О доме Павлова, наверно, знают все. Не только у нас в стране – было время, когда и за рубежом это название было хорошо известно. Франция сопротивлялась гитлеровцам сорок два дня – и капитулировала, имея большую армию, больше артиллерийских орудий, танков и самоходок, чем вермахт с союзниками; дом Павлова в Сталинграде продержался пятьдесят восемь дней и выстоял, уничтожив при этом, по слухам, больше нацистов, чем вся чуть ли не полуторамиллионная французская армия.

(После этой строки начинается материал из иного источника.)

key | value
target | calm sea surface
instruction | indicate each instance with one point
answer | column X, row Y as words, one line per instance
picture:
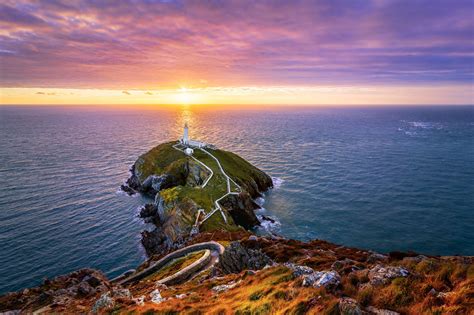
column 385, row 179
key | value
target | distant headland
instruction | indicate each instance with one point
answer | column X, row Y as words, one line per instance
column 204, row 257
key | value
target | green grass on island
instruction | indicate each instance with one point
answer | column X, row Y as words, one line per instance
column 166, row 159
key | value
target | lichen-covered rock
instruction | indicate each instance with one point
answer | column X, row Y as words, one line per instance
column 376, row 257
column 156, row 297
column 377, row 311
column 299, row 270
column 237, row 258
column 380, row 275
column 348, row 306
column 327, row 279
column 224, row 287
column 105, row 302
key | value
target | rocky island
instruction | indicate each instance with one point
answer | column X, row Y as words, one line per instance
column 205, row 259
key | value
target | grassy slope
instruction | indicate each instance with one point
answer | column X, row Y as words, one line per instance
column 275, row 290
column 236, row 167
column 157, row 160
column 165, row 159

Дед Александра в доме Павлова не был, но в Сталинграде таких домов был не один десяток – в подвале мирные горожане, наверху – наши бойцы, и самая большая тревога – чтобы спасти тех, кто внизу. Старшина Северов по ночам выводил мирных жителей к Волге, где их забирали моряки Волжской флотилии, снабжавшие обороняющиеся войска боеприпасами, продовольствием, иногда подвозившие немногочисленное подкрепление. За это он получил прозвище (позывные, как и радиостанции, тогда были редкостью) Сашка-Экскурсовод. Сашку-Экскурсовода хорошо знали те, кто сражался у завода «Баррикады» и на острове Людникова.

Там, на острове Людникова, – острове не среди водной глади, а в самом сердце фашистского наступления на Сталинград, – Александр Леонидович и погиб седьмого января сорок третьего года, не дожив всего три дня до начала операции «Кольцо», двадцать шесть дней – до капитуляции фельдмаршала Паулюса и чуть меньше двух месяцев – до первого дня рождения своего сына…

Судьбы порой переплетаются самым причудливым образом – в составе армии генерала Батова, которая, как огромный молот, обрушилась на окончательно озверевших от голода, холода и упорного русского сопротивления нацистов, воевал молодой лейтенант Метлицкий, которому суждено было стать вторым дедом Александра Леонидовича. Во время разгрома Паулюса Максим Захарович был тяжело ранен в уличных боях, недалеко от знаменитого сталинградского фонтана. Ранение в голову, казалось, не оставляло молодому парню никаких шансов, но его буквально вытащили с того света хирурги военного госпиталя. Тем не менее долгое время лейтенант Метлицкий находился между жизнью и смертью и, скорее всего, ушел бы за этот порог, если бы не забота медсестры Вари.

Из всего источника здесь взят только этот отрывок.